Going To The Root was published in 1992 by Christian Smith and is full of wisdom and great insight. This will be my first of two excerpts from the book.
Discipleship stands at the heart of Christian community. We do not build community primarily for emotional intimacy and social support – although we do experience those things in community. Rather, we build community primarily to follow Christ and to more faithfully and effectively allow God to reign in our lives. That is what makes these communities Christian ones and not just social clubs.
Christianity is a corporate as well as an individual faith. Becoming like Christ is a relational as well as personal process. For this reason, God calls believers to make their faith-journeys together, in small bands of people called “church.” For our own well-being and growth, we need the benefit of each others’ spiritual gifts, encouragements, role modeling, and challenges.
It is largely by sharing our lives in relationship together over time that God strengthens our faith, builds our character, and shapes us into the people we are meant to be. This makes sense, since most Christian virtues and fruits of the Spirit to which we are called-love, service, gentleness, humility, self-giving, patience, kindness, forgiveness-are expressed in relationships, not in isolation.
A key aspect of discipleship in Christian community is personal accountability. In community, we learn to be accountable. We learn, literally, to give an account to others. Accountability means that we can ask each other what is going on in our lives, how we are doing, or what is the state of our souls. And we can expect an honest answer.
Accountability also means that we can confront each other and be reconciled when we disappoint, anger, or hurt each other. Finally, accountability means that when we live irresponsibly or sinfully, we can admonish each other without fear of ruining our relationships.
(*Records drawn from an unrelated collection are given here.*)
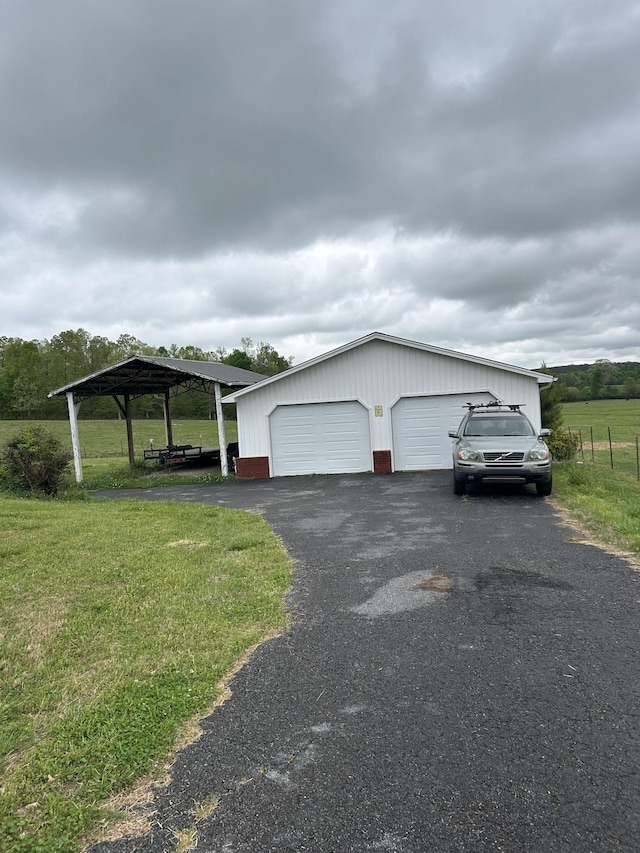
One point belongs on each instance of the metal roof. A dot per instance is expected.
(146, 374)
(542, 379)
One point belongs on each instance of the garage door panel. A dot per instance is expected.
(420, 429)
(320, 438)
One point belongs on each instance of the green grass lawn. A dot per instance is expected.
(109, 438)
(604, 499)
(118, 620)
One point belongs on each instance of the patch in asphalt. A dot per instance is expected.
(399, 595)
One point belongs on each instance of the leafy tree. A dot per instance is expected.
(35, 460)
(239, 358)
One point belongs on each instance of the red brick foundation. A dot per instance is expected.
(382, 462)
(253, 467)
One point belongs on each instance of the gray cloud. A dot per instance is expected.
(305, 173)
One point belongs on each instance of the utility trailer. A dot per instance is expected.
(188, 454)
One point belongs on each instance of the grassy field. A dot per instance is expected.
(103, 446)
(103, 439)
(595, 420)
(604, 499)
(118, 620)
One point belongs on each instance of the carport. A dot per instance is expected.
(141, 375)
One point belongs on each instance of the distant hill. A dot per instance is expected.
(601, 380)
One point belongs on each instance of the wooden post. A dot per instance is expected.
(610, 446)
(168, 428)
(127, 414)
(222, 439)
(75, 440)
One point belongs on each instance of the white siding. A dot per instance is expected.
(378, 373)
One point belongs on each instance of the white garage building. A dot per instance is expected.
(378, 404)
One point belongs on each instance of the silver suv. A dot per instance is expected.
(496, 443)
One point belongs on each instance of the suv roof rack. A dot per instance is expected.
(495, 404)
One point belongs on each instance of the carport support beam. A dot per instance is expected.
(75, 439)
(222, 440)
(168, 429)
(127, 414)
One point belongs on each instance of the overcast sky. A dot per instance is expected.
(304, 172)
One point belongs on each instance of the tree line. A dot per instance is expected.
(602, 380)
(29, 370)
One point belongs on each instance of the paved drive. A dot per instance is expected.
(461, 675)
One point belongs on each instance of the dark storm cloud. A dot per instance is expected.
(310, 171)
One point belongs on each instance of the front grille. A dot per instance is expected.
(505, 457)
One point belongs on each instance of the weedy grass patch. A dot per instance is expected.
(118, 621)
(604, 501)
(105, 438)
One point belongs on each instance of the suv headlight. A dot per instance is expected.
(467, 455)
(539, 454)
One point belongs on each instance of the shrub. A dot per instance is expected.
(35, 460)
(562, 444)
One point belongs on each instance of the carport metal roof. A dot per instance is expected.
(144, 374)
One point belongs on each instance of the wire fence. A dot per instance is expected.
(608, 450)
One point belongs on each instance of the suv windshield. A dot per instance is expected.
(498, 424)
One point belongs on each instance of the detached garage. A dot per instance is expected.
(378, 404)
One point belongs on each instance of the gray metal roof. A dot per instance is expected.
(147, 374)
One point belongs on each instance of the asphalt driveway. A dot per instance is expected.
(461, 675)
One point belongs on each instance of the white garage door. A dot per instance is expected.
(320, 438)
(420, 426)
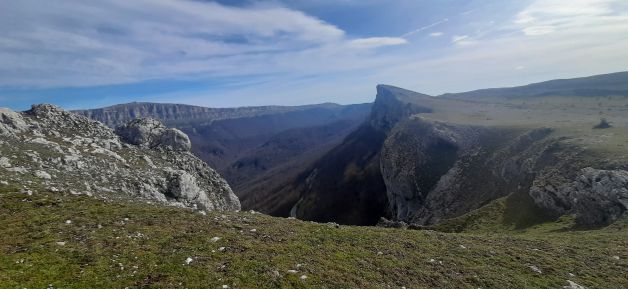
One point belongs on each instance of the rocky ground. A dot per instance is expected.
(57, 240)
(48, 149)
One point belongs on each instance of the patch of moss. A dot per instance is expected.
(114, 244)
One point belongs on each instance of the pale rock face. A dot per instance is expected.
(4, 162)
(88, 157)
(11, 122)
(43, 175)
(151, 133)
(597, 197)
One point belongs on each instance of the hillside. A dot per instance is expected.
(256, 149)
(423, 159)
(82, 242)
(612, 84)
(49, 149)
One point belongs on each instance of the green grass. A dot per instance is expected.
(102, 250)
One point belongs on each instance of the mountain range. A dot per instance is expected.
(408, 156)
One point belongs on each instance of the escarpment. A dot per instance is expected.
(434, 170)
(346, 184)
(423, 160)
(49, 149)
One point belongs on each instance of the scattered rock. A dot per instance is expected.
(72, 153)
(151, 133)
(536, 269)
(597, 197)
(573, 285)
(43, 175)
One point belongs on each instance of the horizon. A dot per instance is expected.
(257, 53)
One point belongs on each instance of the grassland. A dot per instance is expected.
(81, 242)
(572, 117)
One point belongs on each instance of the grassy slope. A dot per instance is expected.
(149, 250)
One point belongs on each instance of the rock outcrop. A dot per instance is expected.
(47, 148)
(436, 170)
(596, 197)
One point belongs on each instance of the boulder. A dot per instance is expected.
(11, 122)
(597, 197)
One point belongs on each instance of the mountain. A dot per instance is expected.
(66, 241)
(181, 114)
(257, 149)
(48, 149)
(495, 192)
(426, 160)
(612, 84)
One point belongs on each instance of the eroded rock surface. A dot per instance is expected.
(47, 148)
(596, 197)
(151, 133)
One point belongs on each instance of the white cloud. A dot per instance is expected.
(377, 42)
(83, 43)
(548, 16)
(421, 29)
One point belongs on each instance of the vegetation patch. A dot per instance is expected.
(82, 242)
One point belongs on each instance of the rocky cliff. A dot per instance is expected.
(185, 115)
(346, 185)
(423, 160)
(49, 149)
(258, 150)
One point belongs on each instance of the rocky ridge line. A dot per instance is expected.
(47, 148)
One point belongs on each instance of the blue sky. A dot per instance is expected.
(85, 54)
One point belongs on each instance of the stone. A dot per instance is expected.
(152, 133)
(87, 157)
(597, 197)
(43, 175)
(4, 162)
(11, 122)
(573, 285)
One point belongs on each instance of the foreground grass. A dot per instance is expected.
(81, 242)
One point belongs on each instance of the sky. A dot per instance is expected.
(95, 53)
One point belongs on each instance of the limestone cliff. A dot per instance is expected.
(49, 149)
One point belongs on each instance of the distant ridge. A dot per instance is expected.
(612, 84)
(183, 114)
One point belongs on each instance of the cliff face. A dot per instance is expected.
(435, 171)
(259, 150)
(185, 115)
(49, 149)
(407, 161)
(346, 184)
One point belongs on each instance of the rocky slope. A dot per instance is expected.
(612, 84)
(422, 160)
(346, 185)
(257, 149)
(48, 149)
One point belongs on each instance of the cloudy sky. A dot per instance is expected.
(92, 53)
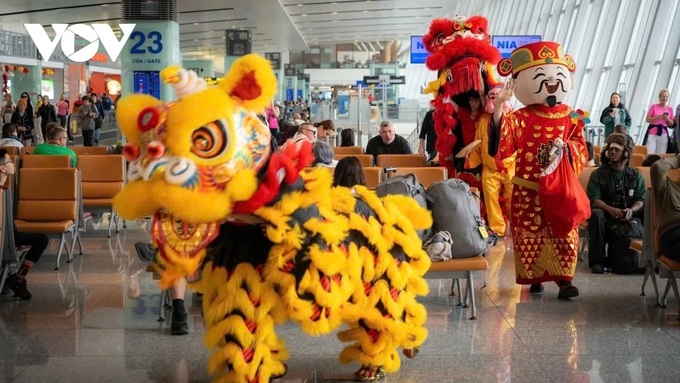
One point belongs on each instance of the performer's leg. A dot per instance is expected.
(239, 310)
(596, 240)
(378, 330)
(491, 182)
(507, 191)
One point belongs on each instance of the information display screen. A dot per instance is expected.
(148, 82)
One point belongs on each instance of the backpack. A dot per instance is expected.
(455, 209)
(407, 185)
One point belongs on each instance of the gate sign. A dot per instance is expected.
(507, 44)
(418, 51)
(94, 34)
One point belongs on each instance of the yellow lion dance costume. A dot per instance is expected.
(272, 242)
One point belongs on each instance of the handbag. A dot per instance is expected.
(565, 203)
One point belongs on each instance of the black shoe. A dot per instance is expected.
(18, 287)
(145, 252)
(567, 291)
(536, 288)
(179, 325)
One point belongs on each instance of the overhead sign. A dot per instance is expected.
(385, 79)
(418, 51)
(506, 44)
(94, 34)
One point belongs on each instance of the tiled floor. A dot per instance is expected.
(82, 327)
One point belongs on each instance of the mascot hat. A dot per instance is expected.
(534, 54)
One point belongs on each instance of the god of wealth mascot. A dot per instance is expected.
(271, 242)
(462, 54)
(548, 203)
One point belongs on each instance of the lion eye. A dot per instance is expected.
(210, 140)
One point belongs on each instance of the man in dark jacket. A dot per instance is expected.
(617, 198)
(427, 137)
(47, 113)
(387, 142)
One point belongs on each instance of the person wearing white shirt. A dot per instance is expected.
(10, 136)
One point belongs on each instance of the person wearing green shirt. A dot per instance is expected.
(617, 199)
(56, 144)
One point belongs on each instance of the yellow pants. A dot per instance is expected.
(492, 181)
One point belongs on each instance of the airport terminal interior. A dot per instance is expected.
(103, 316)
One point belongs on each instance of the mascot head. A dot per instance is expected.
(461, 51)
(192, 160)
(541, 71)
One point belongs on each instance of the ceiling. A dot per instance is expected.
(277, 25)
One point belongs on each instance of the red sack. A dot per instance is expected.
(564, 202)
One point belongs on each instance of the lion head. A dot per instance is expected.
(461, 51)
(192, 160)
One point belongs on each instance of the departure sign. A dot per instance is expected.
(147, 82)
(418, 51)
(507, 44)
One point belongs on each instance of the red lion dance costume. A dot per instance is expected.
(461, 52)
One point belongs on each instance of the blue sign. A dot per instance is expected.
(507, 44)
(418, 51)
(147, 82)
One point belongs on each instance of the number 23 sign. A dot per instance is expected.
(143, 43)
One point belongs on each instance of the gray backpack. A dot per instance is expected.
(455, 209)
(407, 185)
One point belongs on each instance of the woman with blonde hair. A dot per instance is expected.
(660, 118)
(7, 108)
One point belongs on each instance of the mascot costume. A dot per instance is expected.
(271, 242)
(548, 203)
(462, 54)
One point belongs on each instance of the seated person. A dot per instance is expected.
(10, 136)
(324, 129)
(667, 203)
(650, 160)
(348, 172)
(306, 132)
(621, 129)
(387, 142)
(37, 241)
(179, 325)
(617, 194)
(56, 144)
(591, 156)
(347, 137)
(323, 155)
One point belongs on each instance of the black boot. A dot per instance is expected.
(536, 288)
(179, 325)
(145, 252)
(567, 290)
(18, 286)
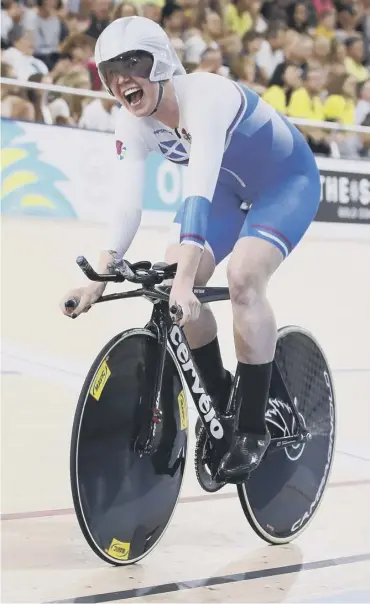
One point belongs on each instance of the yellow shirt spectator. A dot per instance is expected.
(356, 69)
(237, 24)
(276, 97)
(302, 105)
(321, 30)
(338, 108)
Accountability in community rejects Lone Ranger Christianity. It repudiates privatized, individualistic faith. Accountability instead acknowledges our human and spiritual interdependence. It admits that our actions and attitudes affect each other deeply. We thus have a basic responsibility to each other.
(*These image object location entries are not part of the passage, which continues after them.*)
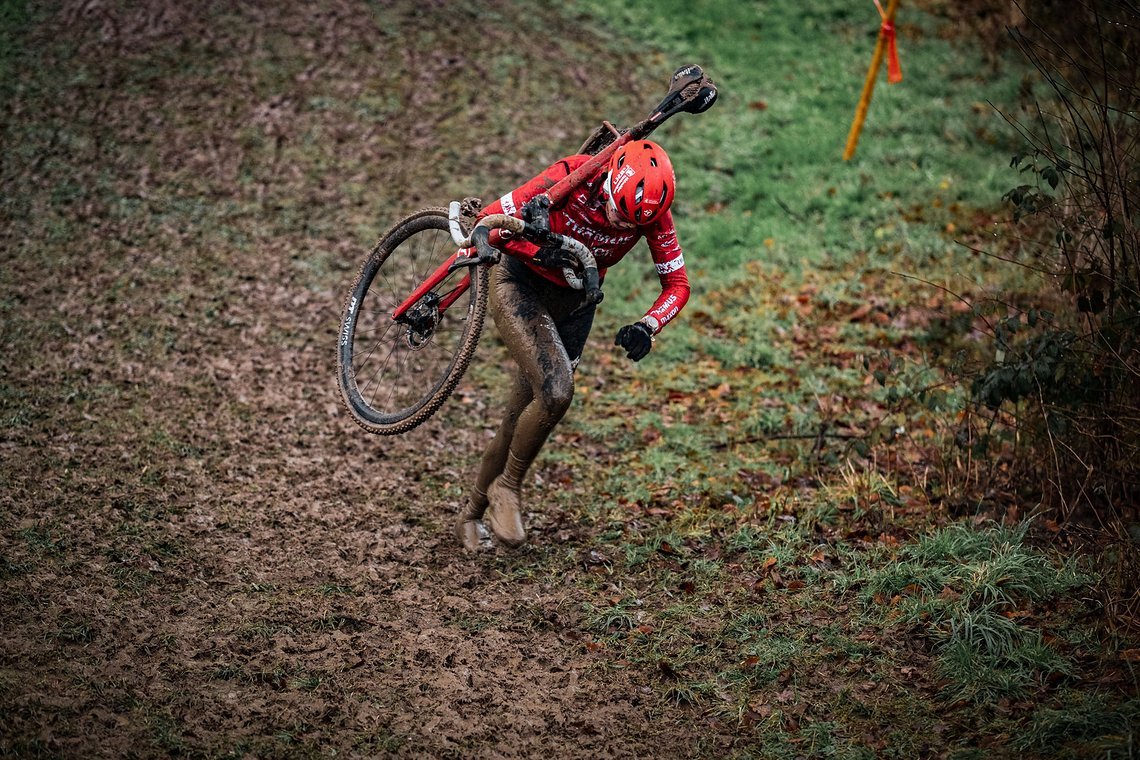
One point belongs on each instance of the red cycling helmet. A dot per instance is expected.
(640, 182)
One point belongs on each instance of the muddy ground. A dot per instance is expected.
(202, 555)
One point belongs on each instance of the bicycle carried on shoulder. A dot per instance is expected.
(414, 315)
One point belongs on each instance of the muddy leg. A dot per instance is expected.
(493, 464)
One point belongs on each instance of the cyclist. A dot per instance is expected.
(544, 321)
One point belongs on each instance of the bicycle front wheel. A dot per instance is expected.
(396, 372)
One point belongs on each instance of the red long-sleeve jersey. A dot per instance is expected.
(583, 217)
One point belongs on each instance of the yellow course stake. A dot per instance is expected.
(885, 45)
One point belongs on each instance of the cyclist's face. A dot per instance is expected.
(613, 218)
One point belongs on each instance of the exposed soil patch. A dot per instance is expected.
(202, 555)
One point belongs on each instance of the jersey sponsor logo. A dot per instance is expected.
(586, 233)
(673, 266)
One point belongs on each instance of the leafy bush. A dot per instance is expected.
(1066, 372)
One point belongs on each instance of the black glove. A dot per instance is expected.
(636, 340)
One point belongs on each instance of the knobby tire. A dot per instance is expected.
(390, 381)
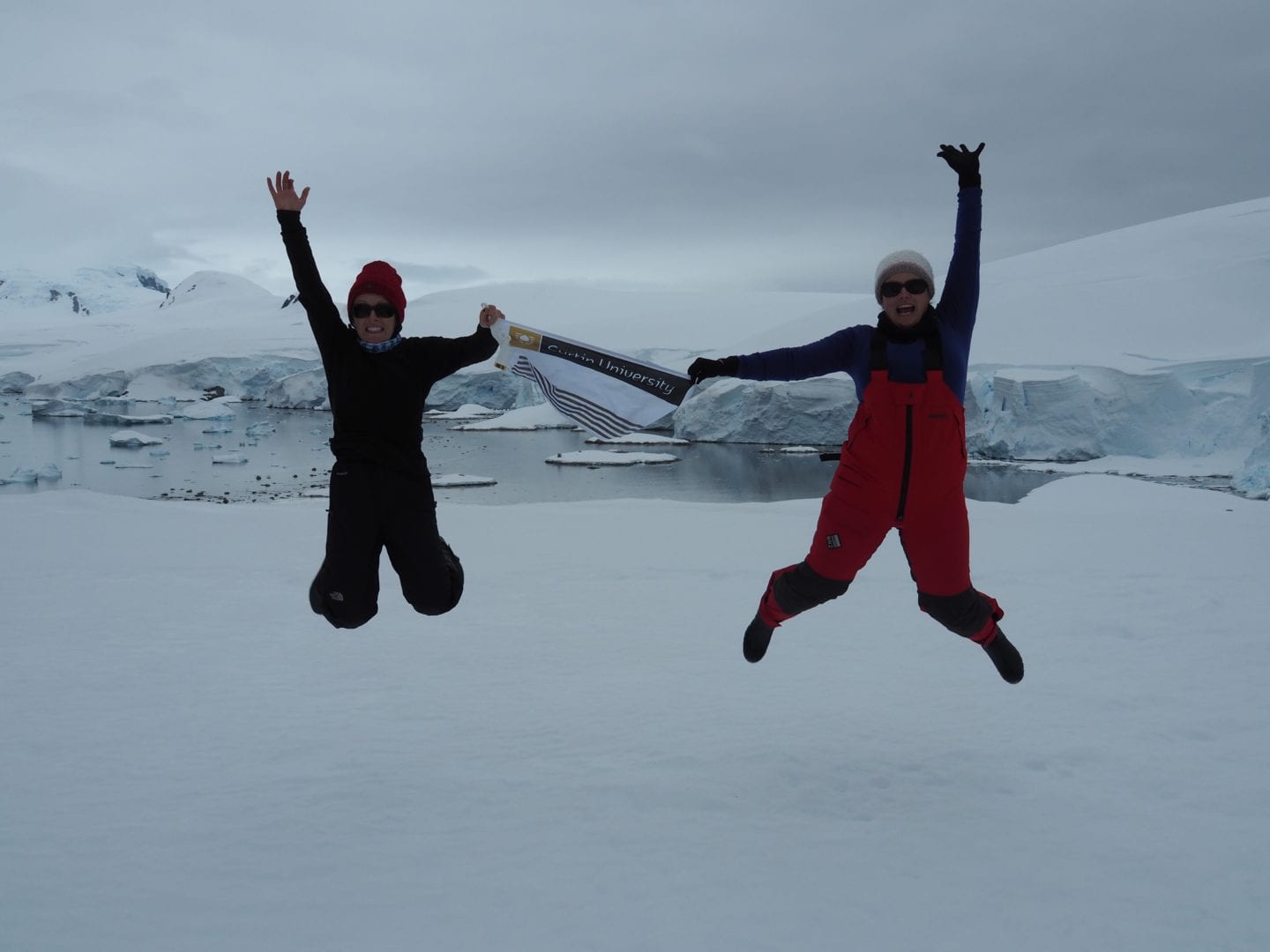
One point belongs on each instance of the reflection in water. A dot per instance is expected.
(295, 458)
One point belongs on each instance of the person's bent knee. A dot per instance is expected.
(967, 614)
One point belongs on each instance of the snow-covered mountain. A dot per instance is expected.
(1148, 342)
(86, 291)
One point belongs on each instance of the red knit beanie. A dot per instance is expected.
(378, 279)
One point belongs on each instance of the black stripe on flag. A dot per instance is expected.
(592, 415)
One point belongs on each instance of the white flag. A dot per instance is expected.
(608, 394)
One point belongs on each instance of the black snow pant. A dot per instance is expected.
(374, 508)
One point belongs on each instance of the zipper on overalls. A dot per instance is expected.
(908, 464)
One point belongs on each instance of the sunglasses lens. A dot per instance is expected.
(914, 286)
(380, 310)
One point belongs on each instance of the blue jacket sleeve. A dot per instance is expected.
(837, 352)
(960, 300)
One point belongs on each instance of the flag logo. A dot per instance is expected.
(605, 392)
Accountability recognizes that believers need each other’s help and support in pursuing the kingdom of God. It knows we all have blind spots that others we know and trust can help us with. Being accountable means not saying “Mind your own business” but being instead willing to work through issues and problems until we reach unity and love.Being held accountable is often difficult. Holding another accountable can be even harder. Accountability is unnatural for those of us raised in an individualistic, freedom-oriented, North American culture. Accountability is not an attempt to bully or police each other, however. It simply aims to build responsible, loving relationships in the context of Christian discipleship. Although accountability may not be quickly mastered, it can be learned through practice aided by God’s grace and the community’s support. And when accountability is exercised correctly, it is not a chore, but a deeply rewarding means to strengthen relationships and foster human growth.
In community, believers gradually relearn how to relate to each other according to the principles of the kingdom of God. They learn, for example, how to really love and serve each other in concrete ways, how to support each other in difficult times. They learn how to admonish and forgive each other for hurts or sins. They learn how to share their resources, and how together to minister God’s mercy and love to broken people in a broken world.
Gradually, as believers learn these things, their communities develop distinct ways of life. They acquire particular patterns of social relations visibly different from those practiced by people in the larger world. The community then becomes a new social reality in which the kingdom of God is expressed, not only in the actions and attitudes of its individuals, but in the culture and social relations of a whole body of people.
By simply living out concrete, alternative social realities, informed by an alternative set of spiritual values, Christian communities witness to the breaking of the kingdom of God into history. By simply being the people of God in this way, communities stand as concrete signs that God is indeed transforming this world by his love and mercy.
Hence, living in Christian community is both a necessary means for pursuing Christian discipleship and the natural result of a body of people shaping their lives according to God’s kingdom. Christian community is, in this sense, both the path and the destination for believers.